Hepatic real-world outcomes with obeticholic acid in primary biliary cholangitis (HEROES): A trial emulation study design

Hepatology. 2024 Dec 2. doi: 10.1097/HEP.0000000000001174. Online ahead of print.

Abstract

Background and aims: Primary biliary cholangitis (PBC) is a rare, progressive liver disease. Obeticholic acid (OCA) received accelerated approval for treating patients with PBC in whom ursodeoxycholic acid (UDCA) failed, based on a surrogate endpoint of reduction in alkaline phosphatase. Analysis of the long-term safety extension with 2 external control groups demonstrated a significant increase in event-free survival in OCA-treated patients. This fully real-world evidence study assessed the effect of OCA treatment on the clinical outcomes.

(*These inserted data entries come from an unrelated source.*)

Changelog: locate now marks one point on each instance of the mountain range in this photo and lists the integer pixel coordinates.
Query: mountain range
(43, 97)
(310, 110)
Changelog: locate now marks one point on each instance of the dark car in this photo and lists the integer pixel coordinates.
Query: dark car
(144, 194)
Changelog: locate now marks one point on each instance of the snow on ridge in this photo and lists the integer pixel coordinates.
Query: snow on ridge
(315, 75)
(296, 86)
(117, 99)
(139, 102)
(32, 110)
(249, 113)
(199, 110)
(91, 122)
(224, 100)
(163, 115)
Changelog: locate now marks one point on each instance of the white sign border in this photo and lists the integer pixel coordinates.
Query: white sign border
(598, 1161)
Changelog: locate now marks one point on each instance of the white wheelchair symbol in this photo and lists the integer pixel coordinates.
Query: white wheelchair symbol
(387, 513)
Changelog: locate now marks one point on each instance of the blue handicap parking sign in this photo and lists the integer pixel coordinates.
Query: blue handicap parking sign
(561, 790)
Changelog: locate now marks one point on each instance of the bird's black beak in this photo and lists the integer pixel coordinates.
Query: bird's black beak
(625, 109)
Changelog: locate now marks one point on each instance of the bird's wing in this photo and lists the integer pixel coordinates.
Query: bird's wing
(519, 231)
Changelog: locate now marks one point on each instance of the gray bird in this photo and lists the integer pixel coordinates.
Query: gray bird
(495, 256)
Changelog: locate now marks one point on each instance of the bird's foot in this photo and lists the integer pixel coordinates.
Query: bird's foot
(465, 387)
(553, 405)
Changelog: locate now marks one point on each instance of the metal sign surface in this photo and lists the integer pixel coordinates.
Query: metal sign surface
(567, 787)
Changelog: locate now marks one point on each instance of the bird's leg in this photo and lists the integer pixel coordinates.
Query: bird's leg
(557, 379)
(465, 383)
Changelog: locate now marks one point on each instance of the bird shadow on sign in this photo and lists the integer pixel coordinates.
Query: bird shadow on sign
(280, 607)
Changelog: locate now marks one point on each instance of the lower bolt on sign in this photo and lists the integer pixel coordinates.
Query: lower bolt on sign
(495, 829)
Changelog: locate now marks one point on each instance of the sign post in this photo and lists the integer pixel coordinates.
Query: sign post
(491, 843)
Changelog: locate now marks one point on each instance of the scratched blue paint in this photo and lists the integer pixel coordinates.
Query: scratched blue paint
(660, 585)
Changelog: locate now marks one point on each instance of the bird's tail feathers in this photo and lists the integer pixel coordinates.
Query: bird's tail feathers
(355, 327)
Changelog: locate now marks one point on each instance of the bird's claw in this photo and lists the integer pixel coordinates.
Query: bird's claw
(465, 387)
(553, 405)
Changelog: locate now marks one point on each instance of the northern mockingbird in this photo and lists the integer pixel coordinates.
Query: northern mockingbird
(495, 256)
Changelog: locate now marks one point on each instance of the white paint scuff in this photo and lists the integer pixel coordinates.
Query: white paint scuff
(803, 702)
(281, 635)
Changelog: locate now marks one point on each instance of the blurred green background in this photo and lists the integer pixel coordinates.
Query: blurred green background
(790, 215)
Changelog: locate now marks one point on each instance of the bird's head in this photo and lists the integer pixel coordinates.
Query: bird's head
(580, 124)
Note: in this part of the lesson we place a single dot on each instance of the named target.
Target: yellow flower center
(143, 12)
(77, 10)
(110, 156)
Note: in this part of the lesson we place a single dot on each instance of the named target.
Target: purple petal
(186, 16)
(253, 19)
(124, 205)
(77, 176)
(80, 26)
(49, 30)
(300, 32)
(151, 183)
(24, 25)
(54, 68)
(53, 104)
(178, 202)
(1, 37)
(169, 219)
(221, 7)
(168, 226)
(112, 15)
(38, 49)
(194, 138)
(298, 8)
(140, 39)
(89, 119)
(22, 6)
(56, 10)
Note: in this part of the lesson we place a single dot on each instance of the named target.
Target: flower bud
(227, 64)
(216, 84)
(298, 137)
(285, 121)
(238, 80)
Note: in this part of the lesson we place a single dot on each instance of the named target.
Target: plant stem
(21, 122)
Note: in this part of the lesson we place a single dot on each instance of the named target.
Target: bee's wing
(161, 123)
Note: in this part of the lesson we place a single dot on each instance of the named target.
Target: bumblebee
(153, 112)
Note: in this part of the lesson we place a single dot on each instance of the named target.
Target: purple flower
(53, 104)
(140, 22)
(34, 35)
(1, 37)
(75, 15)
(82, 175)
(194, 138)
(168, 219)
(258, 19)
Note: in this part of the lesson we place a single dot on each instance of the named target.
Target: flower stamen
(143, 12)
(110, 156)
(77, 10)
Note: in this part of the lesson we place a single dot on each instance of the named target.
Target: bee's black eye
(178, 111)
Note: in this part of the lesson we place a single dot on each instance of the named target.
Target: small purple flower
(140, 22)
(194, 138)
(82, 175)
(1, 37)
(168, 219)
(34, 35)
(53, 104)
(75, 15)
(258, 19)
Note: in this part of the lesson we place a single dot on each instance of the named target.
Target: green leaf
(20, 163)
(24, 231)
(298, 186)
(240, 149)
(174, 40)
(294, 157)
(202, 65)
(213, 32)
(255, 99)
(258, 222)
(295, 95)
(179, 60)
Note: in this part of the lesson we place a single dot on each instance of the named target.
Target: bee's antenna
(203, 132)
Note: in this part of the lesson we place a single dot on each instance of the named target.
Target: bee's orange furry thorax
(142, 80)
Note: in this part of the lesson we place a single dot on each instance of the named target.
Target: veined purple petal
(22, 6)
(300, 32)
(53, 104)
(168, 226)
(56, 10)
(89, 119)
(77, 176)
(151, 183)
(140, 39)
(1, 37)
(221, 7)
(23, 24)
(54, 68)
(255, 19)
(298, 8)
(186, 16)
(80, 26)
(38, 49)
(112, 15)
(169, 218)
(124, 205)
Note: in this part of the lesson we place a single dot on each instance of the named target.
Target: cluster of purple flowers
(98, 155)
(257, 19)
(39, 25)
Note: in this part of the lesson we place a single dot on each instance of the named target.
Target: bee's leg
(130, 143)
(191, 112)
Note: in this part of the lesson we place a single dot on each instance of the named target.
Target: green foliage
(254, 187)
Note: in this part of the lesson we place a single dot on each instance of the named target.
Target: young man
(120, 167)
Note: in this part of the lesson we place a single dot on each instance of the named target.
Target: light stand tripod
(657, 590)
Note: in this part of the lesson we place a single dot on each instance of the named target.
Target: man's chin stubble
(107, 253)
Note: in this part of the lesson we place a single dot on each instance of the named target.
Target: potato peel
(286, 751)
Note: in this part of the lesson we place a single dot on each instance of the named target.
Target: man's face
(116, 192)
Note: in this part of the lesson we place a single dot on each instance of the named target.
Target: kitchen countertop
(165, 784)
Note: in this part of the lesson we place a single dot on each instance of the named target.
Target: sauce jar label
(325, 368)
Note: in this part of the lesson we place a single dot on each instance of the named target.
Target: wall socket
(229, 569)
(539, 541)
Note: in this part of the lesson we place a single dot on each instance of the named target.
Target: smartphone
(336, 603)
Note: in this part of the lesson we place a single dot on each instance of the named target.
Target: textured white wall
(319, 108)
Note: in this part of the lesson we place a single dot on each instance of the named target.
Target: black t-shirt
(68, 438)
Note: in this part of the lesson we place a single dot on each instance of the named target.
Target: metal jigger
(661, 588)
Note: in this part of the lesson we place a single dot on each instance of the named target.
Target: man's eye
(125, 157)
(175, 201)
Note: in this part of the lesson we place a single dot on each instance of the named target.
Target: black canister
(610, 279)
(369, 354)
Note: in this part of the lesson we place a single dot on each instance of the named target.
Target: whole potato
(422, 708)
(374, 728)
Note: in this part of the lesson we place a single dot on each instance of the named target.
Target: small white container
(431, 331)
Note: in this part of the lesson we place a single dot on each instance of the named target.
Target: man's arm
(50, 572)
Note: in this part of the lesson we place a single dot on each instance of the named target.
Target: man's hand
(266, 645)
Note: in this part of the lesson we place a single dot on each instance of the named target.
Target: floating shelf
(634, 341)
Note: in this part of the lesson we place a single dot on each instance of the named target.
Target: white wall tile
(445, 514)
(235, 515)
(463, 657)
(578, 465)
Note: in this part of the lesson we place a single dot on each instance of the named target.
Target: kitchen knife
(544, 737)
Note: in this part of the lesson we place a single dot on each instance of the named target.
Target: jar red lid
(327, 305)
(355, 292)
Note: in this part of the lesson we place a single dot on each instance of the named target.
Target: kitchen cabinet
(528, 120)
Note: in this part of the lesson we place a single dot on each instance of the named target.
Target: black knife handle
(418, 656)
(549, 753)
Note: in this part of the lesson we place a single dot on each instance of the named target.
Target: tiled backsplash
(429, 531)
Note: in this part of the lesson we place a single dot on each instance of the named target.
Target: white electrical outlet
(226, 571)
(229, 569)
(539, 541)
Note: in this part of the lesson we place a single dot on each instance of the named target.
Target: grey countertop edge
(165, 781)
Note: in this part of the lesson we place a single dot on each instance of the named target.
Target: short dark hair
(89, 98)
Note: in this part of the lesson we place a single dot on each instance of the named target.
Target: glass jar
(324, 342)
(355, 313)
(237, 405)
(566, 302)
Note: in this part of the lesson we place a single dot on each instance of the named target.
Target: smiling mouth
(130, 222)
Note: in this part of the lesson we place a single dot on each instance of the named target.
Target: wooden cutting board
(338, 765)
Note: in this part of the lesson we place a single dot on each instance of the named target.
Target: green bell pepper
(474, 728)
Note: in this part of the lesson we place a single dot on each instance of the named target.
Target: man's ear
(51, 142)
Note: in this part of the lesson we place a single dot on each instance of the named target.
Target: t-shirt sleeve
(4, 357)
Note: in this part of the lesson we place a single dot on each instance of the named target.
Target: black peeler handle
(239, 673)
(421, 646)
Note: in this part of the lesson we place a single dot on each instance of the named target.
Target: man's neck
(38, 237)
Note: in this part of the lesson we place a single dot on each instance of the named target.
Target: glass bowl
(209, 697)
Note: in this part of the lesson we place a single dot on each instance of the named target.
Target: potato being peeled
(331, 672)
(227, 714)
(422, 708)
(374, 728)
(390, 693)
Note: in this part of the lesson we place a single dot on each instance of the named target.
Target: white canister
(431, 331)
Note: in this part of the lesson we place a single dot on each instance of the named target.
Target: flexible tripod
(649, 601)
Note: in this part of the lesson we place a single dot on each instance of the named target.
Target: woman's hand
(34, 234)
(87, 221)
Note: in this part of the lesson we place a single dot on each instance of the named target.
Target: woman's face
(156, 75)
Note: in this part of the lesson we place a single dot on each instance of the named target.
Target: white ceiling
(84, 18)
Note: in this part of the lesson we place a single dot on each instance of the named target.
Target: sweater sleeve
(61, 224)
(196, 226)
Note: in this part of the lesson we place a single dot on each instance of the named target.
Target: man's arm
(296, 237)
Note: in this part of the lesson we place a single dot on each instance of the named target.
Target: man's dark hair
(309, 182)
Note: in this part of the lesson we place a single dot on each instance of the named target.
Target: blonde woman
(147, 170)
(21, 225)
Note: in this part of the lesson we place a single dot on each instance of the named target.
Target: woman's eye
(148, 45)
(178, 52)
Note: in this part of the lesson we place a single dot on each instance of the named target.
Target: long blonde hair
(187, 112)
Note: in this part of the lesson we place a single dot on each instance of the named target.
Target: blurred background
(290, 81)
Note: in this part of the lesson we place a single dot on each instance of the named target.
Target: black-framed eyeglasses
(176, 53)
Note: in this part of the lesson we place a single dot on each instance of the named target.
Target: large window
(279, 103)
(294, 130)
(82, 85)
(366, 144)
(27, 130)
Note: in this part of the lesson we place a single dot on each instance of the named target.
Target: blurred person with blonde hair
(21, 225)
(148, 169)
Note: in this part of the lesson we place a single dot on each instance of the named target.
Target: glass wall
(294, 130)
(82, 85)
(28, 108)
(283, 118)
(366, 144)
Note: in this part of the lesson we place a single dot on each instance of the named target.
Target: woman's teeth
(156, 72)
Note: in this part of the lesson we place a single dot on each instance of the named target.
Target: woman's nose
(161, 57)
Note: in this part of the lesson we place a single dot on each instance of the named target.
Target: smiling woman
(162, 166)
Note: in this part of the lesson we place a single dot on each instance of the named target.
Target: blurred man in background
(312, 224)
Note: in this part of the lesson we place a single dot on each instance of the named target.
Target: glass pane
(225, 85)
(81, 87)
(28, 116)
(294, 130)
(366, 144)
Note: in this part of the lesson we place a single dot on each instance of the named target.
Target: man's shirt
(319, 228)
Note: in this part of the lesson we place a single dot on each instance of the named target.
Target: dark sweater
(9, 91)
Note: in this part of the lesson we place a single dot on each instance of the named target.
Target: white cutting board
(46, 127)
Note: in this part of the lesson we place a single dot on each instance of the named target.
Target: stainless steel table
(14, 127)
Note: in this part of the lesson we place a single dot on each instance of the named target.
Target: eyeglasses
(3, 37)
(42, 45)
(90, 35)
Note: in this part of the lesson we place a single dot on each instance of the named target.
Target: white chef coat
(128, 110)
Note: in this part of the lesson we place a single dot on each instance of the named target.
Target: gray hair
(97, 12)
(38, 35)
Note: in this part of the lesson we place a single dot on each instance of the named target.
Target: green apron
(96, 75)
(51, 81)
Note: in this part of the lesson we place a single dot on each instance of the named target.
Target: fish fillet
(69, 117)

Approach and results: This trial emulation used data from the Komodo Healthcare Map™ claims database linked to US national laboratory, transplant, and death databases. Patients with compensated PBC and intolerance/inadequate response to UDCA who initiated OCA therapy were compared with patients who were OCA-eligible but not OCA-treated. The primary endpoint was time to first occurrence of death, liver transplant, or hospitalization for hepatic decompensation, analyzed using a propensity-score weighted Cox proportional hazards model. Baseline prognostic factors were balanced using standardized morbidity ratio weighting. For the primary analysis, 4174 patients contributed 11,246 control index dates; 403 patients contributed OCA indexes. Weighted groups were well balanced. Median (95% CI) follow-up in the OCA and non-OCA arms was 9.3 (8.4-10.6) months and 17.5 (16.2-18.6) months (weighted population; censored at discontinuation). Eight events occurred in the OCA arm, 32 in the weighted control (HR=0.37; 95% CI=0.14-0.75; p<0.001). Effects were consistent for each component of the composite endpoint.

Conclusions: We identified a 63% reduced risk of hospitalization for hepatic decompensation, liver transplant, or death in OCA-treated versus non-OCA-treated individuals.

Trial registration: HEROES; ClinicalTrials.gov NCT05292872.